Cert – 15, Run-time – 2 hours 6 minutes, Director – Marc Forster
Having given up on life after the passing of his wife, Otto (Tom Hanks) finds himself constantly interrupted by his disorderly neighbours, especially recently-moved-in Marisol (Mariana Treviño) and her family.
Perhaps one of the reasons 2015’s A Man Called Ove works as well as it does is because of the dead-pan manner in which it treats much of its themes. The ideas of grief mix well with the humour because of the direct and related manner in which they are dealt with. The tone feels fitting and connected, and most importantly embedded within its source country. However, in this English-language remake – based on both the source novel and the 2015 adaptation – the American sensibilities remove the dead-pan nature in favour of a heightened sense of mawkishness. The humour is far more pronounced, especially in its division from the clearer sentimentality which is on display.
Tom Hanks takes on the lead role of Otto, an aging man who despite trying his best to keep order within his closely-built cul-de-sac finds his life constantly interrupted by his neighbours. He’s built his daily rounds and activities on protecting the street from the increasing presence of housing developers who are prowling the area. However, since the death of his wife Otto appears to have given up on life, seemingly more intent on somehow joining her. Yet, his attempts to end his life are constantly interrupted by the noisy activities and disturbances of recently-moved-in Marisol (Mariana Treviño) and her family.
There’s a strong feeling throughout the film that perhaps this wouldn’t have been made if it wasn’t for the involvement of Tom Hanks (who also serves as a producer). He’s certainly the main draw, and the core reason you stay engaged with the unfolding narrative. In fact, perhaps without him the various shifts in tone from pushed comedy to unrestrained drama – largely appearing in the same scene yet never at the same time, creating a clash in the join – mean that without Hanks if this film had happened there may be a weaker piece which you disengage from quickly.
However, much of this is in the first half of the film. As we enter the second half, particularly the final 40 minutes, things appear to change and become slightly more controlled. The observations made in the flashbacks to Otto’s past – the unforced highlights of the film – begin to echo through as the dramatic course begins to take more of a hold without feeling so pushed. In fact a number of the elements appear to line-up together to create something with a generally better sense of flow. While we might get in exchange some crowbarred lip service relating to a trans character (Mack Bayda) taught by Otto’s wife, we get a less-loud performance from Treviño (who for the first half of the film is an early frontrunner for most annoying character of the year) and in hand more stripped back conversations and interactions between her and Hanks.

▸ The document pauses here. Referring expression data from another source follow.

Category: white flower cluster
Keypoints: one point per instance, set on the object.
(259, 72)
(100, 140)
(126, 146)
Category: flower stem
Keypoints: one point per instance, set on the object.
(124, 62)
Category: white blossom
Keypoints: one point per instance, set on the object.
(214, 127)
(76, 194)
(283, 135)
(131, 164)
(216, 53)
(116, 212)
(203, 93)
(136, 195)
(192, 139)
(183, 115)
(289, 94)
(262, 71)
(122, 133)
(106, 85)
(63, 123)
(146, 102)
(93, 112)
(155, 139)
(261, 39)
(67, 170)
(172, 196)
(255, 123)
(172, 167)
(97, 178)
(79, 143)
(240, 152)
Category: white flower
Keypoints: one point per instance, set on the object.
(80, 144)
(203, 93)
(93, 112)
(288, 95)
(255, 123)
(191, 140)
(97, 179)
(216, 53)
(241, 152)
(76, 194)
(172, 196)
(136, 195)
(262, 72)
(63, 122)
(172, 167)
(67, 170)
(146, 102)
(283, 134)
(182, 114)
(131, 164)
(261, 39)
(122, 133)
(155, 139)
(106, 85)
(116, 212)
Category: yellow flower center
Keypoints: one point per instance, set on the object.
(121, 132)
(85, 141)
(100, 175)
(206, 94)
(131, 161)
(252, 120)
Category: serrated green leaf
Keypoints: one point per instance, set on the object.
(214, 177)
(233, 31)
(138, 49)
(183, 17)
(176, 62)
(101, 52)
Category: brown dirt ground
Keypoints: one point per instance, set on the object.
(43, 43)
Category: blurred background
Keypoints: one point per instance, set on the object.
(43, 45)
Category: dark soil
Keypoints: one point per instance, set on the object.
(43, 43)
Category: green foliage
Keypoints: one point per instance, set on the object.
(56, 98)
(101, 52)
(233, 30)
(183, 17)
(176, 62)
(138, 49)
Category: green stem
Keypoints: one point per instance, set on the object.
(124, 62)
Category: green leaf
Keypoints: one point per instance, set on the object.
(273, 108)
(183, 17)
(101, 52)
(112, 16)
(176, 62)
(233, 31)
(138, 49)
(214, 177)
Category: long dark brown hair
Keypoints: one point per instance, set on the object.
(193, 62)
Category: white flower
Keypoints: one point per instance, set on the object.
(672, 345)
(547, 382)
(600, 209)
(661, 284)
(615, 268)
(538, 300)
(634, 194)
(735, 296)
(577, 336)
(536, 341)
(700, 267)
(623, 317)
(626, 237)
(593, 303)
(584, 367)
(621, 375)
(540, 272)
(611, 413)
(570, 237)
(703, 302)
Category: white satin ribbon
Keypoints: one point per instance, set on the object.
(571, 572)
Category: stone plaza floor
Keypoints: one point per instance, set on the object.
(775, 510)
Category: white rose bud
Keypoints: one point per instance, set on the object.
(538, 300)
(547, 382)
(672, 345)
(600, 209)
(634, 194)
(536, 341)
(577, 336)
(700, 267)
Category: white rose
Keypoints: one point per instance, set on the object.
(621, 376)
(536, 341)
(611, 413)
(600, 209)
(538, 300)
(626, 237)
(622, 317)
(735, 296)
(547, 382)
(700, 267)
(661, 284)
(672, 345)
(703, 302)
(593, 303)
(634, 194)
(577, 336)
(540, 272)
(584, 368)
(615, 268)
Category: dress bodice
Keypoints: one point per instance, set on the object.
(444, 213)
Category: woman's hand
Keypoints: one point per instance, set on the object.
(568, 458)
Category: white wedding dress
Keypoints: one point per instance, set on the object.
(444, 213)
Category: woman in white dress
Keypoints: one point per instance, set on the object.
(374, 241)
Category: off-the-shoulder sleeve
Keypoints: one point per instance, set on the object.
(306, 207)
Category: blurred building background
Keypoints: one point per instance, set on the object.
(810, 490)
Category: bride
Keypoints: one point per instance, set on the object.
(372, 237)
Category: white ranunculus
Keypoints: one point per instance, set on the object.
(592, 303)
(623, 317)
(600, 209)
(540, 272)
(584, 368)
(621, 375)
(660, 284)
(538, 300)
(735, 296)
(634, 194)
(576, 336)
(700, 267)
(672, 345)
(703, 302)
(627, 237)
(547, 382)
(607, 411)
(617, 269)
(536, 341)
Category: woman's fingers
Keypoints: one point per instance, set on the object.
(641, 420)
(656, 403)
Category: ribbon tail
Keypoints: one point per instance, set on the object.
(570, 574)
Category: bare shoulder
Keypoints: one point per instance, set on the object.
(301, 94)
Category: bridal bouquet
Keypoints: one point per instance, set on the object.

It’s these moments which are quieter and less reliant on Thomas Newman’s score. Music is part of the reason the first half of A Man Called Otto feel so forced. Placed at almost every opportunity to tell the viewer how they’re supposed to be feeling at each moment, as if the nature of the dialogue isn’t already shouting it enough. And while things may still be watchable, largely thanks to Hanks’ presence, these issues revolve around the mind. It certainly makes for a mixed bag as a whole, especially when arriving in the latter segments of the piece. While things are generally watchable throughout there’s no denying the way the various issues and inconsistencies in tone circle the mind when dominant within the narrative.
Luckily, as mentioned, things do improve. There may still be some downsides and elements which stop you from fully engaging with the characters, but there’s enough to keep you in place and stop the film from dropping and losing your attention overall. Perhaps it’s following the course that Otto himself travels along as he becomes less upfront and agitated by his neighbours, or at least less disgruntled and mistrusting towards them. If so then to some extent it’s worked, but perhaps to too strong a degree as we almost feel how the central figure does towards those around him and the events that unfold instead of properly connecting with him. Regardless, you may well know how things will turn out because it’s Tom Hanks in the lead role, and he’s very much the force that lifts things up.
With a mawkish first half dominated by forced humour and sentimentality, you’re kept in place for A Man Called Otto thanks to Tom Hanks’ presence, leading you into the more direct and balanced second half of personal drama.